From the end of October 2002 until the end of December 2002, Bureau incurred over $11,300 in personal charges on his corporate credit card. Shortly before the bill became due at the end of December, Bureau informed Syntegra that he would be unable to pay the balance. When Bureau did not make the December payment on his bill, the credit card company levied a $312.41 delinquency charge. Syntegra discharged Bureau in January 2003 for violating the company’s credit card policy.
Bureau argues he should not be disqualified from receiving unemployment benefits because (1) the misconduct, if any, was isolated; (2) other company witnesses testified that charging personal expenses on their corporate credit card was acceptable behavior; and (3) the incident was inadvertent. The commissioner’s representative determined that Bureau was discharged from employment for misconduct because Bureau charged significant personal expenses on his corporate credit card, failed to pay the credit card bill, and knew or should have known that the corporate credit card was for business expenses only. Concluding that no exception to disqualification applied, the commissioner’s representative determined that Bureau was disqualified from receiving unemployment benefits. We agree.
An employee discharged for misconduct is disqualified from receiving unemployment benefits. Minn. Stat. § 268.095, subd. 4(1) (2002). Houston v. Int’l Data Transfer Corp. sets forth a two-prong analysis to determine whether an employee’s actions constitute “employment misconduct” under Minn. Stat. § 268.095, subd. 6 (2002). 645 N.W.2d 144, 149-50 (Minn. 2002). The employee’s misconduct “must (1) be intentional and (2) disregard [either] standards of behavior the employer has a right to expect or the employee’s duties and obligations to the employer.” Houston, 645 N.W.2d at 149. In cases of employee misconduct, “[w]hether an employee engaged in conduct that disqualifies the employee from unemployment benefits is a mixed question of fact and law.” Schmidgall v. Filmtec Corp., 644 N.W.2d 801, 804 (Minn. 2002). Whether or not the employee committed the act alleged to be misconduct is a fact question, but whether that act is employment misconduct is a question of law. Scheunemann v. Radisson South Hotel, 562 N.W.2d 32, 34 (Minn. App. 1997). A reviewing court generally defers to the commissioner’s representative’s factual findings, but the reviewing court exercises independent judgment with respect to questions of law. Ress v. Abbott Northwestern Hosp., Inc., 448 N.W.2d 519, 523 (Minn. 1989).

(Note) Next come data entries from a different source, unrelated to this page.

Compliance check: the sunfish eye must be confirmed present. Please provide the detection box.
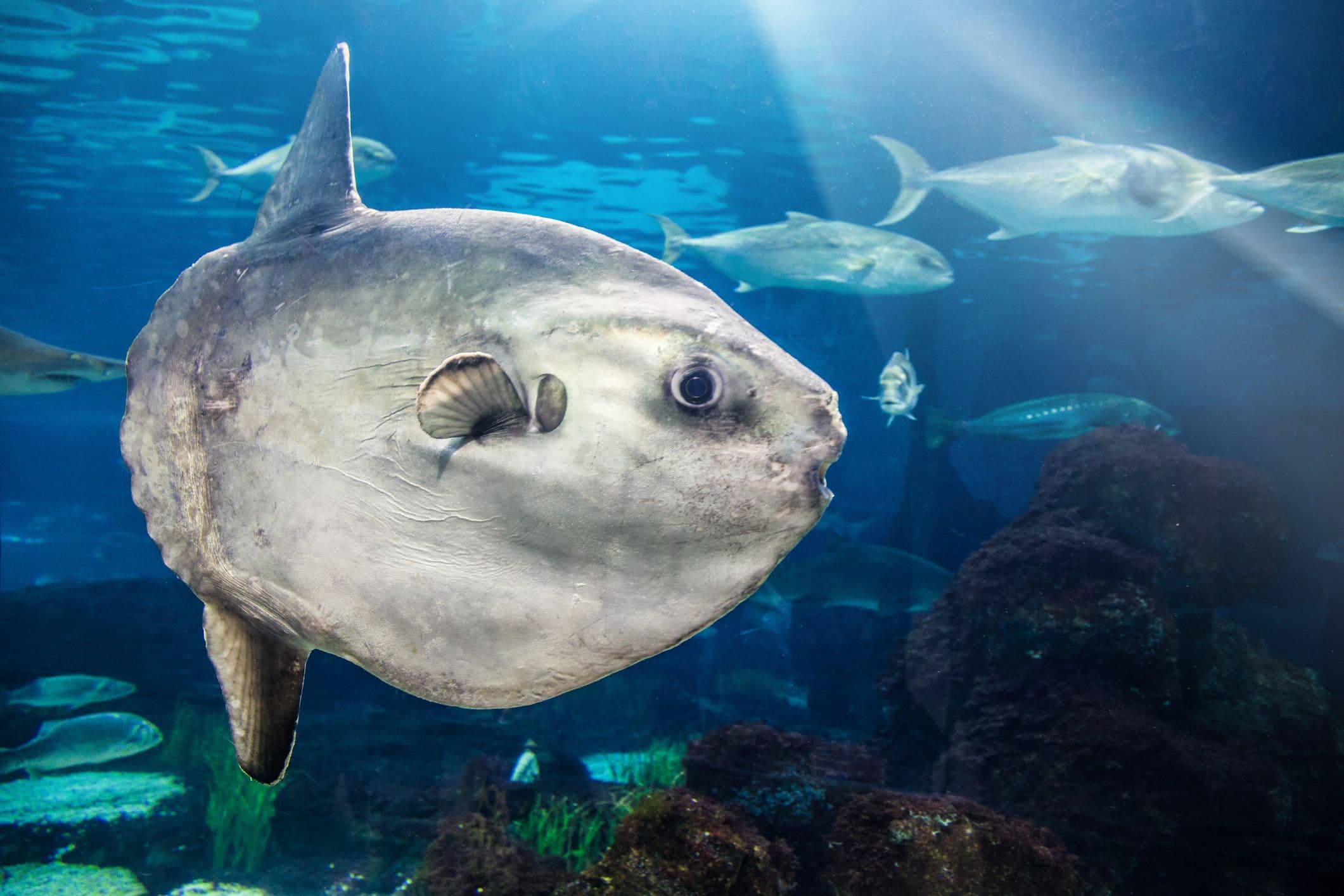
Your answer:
[670,362,723,411]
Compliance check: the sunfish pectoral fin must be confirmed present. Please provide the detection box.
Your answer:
[1286,221,1331,234]
[415,352,527,439]
[253,43,364,239]
[204,605,309,784]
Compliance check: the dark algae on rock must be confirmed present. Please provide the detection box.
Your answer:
[881,427,1344,896]
[826,791,1086,896]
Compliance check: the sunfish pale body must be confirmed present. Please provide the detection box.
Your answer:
[874,137,1265,239]
[122,44,844,782]
[653,211,952,295]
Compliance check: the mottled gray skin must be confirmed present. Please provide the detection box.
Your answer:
[0,712,164,775]
[1213,153,1344,234]
[122,48,844,741]
[0,675,136,710]
[0,326,126,395]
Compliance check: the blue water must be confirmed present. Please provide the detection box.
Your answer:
[0,0,1344,892]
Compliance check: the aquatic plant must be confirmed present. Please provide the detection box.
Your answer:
[202,726,284,872]
[163,703,284,872]
[512,787,651,872]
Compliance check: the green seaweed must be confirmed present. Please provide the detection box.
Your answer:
[164,703,284,872]
[512,787,652,872]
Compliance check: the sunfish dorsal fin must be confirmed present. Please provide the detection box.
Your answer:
[253,43,364,239]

Here, the commissioner’s representative found that relator’s employer cosigned for relator’s corporate credit card and told relator that he could not carry over a balance on the credit card. Relator charged $11,360.27 in personal expenses to his corporate credit card and then told his superiors he would be unable to pay the balance on the bill when it came due at the end of the month. The credit card company assessed a late fee for the overdue balance.

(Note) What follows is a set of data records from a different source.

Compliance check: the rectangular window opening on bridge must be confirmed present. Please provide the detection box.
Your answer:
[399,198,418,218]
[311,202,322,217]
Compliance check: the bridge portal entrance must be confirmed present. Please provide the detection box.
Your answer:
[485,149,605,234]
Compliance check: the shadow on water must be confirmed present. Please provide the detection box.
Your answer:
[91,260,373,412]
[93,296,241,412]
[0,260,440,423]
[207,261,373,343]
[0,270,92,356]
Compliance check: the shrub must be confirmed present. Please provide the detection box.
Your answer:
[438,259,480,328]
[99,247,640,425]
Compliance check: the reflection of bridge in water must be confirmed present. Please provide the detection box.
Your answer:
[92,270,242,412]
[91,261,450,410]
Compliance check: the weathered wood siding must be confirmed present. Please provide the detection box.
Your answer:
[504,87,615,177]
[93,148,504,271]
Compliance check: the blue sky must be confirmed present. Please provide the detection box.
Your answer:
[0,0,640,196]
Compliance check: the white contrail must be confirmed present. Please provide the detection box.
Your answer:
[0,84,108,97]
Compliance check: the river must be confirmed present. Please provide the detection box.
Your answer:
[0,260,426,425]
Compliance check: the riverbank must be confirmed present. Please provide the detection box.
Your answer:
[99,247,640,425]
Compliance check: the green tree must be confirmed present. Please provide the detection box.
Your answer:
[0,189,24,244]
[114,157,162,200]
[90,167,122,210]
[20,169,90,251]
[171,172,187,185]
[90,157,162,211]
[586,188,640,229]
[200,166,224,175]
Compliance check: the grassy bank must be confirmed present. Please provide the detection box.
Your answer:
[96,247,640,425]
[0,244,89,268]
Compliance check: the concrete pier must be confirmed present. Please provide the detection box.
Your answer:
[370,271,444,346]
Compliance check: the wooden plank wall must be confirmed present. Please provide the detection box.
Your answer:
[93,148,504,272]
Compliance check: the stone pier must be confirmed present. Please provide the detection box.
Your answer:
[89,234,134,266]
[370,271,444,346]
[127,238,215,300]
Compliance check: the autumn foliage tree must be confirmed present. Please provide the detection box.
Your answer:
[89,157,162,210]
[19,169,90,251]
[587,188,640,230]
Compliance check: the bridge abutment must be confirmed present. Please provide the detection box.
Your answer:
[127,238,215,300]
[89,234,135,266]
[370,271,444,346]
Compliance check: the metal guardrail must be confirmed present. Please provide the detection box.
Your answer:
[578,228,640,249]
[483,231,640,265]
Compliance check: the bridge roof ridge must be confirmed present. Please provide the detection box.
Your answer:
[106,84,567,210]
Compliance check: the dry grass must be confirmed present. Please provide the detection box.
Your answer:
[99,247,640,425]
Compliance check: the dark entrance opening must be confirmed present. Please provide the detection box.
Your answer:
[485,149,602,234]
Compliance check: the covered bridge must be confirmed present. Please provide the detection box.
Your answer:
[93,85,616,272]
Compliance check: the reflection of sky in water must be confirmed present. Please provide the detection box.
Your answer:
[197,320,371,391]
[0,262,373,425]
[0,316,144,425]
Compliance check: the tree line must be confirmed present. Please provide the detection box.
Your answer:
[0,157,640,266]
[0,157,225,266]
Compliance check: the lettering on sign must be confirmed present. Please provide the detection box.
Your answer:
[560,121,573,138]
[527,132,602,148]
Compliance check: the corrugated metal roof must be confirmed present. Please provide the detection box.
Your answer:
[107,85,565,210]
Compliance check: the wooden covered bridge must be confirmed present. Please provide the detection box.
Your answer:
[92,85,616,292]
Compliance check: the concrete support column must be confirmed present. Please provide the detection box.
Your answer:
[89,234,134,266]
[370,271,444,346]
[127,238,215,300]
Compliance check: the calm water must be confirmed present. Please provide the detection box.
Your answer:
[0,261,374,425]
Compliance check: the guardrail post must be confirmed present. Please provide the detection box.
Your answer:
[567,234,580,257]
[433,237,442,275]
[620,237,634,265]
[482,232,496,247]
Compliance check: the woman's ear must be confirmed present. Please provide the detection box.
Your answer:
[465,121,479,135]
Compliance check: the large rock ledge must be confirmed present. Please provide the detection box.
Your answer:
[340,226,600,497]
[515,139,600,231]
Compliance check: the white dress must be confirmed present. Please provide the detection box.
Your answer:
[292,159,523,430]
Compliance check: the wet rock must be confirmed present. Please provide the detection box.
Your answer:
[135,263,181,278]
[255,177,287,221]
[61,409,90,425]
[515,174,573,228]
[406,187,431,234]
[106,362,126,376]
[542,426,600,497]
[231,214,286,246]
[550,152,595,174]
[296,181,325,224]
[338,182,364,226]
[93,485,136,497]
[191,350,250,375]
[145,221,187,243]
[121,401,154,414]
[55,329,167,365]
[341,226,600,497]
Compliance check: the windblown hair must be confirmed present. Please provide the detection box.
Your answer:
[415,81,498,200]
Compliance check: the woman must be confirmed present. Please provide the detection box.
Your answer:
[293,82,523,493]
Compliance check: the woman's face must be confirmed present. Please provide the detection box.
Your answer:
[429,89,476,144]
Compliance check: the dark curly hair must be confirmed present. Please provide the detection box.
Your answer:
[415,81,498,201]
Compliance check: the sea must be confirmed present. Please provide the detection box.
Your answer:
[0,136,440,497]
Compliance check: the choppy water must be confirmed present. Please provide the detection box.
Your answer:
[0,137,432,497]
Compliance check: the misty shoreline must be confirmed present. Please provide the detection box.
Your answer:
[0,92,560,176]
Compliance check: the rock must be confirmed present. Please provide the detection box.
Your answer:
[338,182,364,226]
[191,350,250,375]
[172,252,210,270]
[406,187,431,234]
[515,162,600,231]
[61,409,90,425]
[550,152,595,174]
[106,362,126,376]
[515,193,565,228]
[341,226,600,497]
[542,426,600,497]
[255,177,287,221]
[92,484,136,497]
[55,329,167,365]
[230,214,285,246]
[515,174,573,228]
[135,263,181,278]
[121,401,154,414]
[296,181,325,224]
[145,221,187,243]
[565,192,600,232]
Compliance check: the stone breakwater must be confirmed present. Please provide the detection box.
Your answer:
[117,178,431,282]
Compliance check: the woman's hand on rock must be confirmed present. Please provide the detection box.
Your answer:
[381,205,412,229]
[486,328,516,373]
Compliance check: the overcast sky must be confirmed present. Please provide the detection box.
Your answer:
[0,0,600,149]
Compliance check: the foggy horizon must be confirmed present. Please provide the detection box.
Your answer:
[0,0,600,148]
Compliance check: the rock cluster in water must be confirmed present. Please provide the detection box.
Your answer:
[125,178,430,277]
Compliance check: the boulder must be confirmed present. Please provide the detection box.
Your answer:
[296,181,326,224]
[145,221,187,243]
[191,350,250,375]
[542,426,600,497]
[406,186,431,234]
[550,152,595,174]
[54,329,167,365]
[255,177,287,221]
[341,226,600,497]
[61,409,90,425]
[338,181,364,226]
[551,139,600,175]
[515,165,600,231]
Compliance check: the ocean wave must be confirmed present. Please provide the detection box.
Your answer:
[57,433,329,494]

Because the record reasonably supports the commissioner’s factual findings, we will not disturb these findings. See Ress, 448 N.W.2d at 523 (stating that the appellate court defers to the commissioner’s representative’s factual findings). After a de novo review, we conclude that Bureau committed employment misconduct as a matter of law. Bureau is therefore disqualified from receiving unemployment benefits.